The figure is particularly striking when compared to actual investment inflows of about US$1,55 billion, which flowed into the economy during the period, according to Zimbabwe Investment and Development Agency data.

Zimbabwe has spent years positioning itself as one of Africa’s most attractive investment destinations, offering a range of incentives targeting strategic sectors.

Competition for foreign capital has intensified across southern Africa as global demand for critical minerals and strategic resources continues to surge, prompting governments to deploy aggressive packages to attract investors.

Zimra said the relationship between economic growth and tax revenue was not always straightforward.

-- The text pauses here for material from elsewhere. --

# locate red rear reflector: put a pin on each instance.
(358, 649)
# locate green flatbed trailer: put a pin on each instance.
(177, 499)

“The projected economic growth for 2025 was expected to be driven by the agriculture (24%), mining (7,3%) and manufacturing (4,2%) sectors,” the report said.

“Notwithstanding this performance, it is important to note that a sector’s contribution to gross domestic product does not necessarily translate into a commensurate increase in tax revenue.

“This divergence may be attributed, in part, to the provision of tax incentives designed to attract investment, stimulate economic activity and promote employment creation.”

The findings emerged as Zimra battled rising taxpayer indebtedness.

Net tax debt increased by 35,53% to ZiG31,15 billion last year, reflecting intensified audits, investigations and compliance enforcement measures.

VAT debt more than doubled to ZiG15,88 billion, while Pay-As-You-Earn arrears rose from ZiG1,61 billion to ZiG3,27 billion. Corporate income tax debt climbed nearly 60% to ZiG10,19 billion.

Zimra said tax evasion, non-compliance and the expansion of the informal sector were among the biggest threats to revenue mobilisation.

“The past few years have seen tremendous growth in the informal sector, where many businesses operate outside formal regulatory frameworks,” the authority said.

“These enterprises often conduct transactions in cash, maintain limited or no records, and avoid official registration, making it difficult to tax and monitor their activities.”

Zimra exceeded annual revenue targets by 16,36%, collecting ZiG224,81 billion against a target of ZiG193,21 billion.

Zimra did not respond to questions seeking further clarification.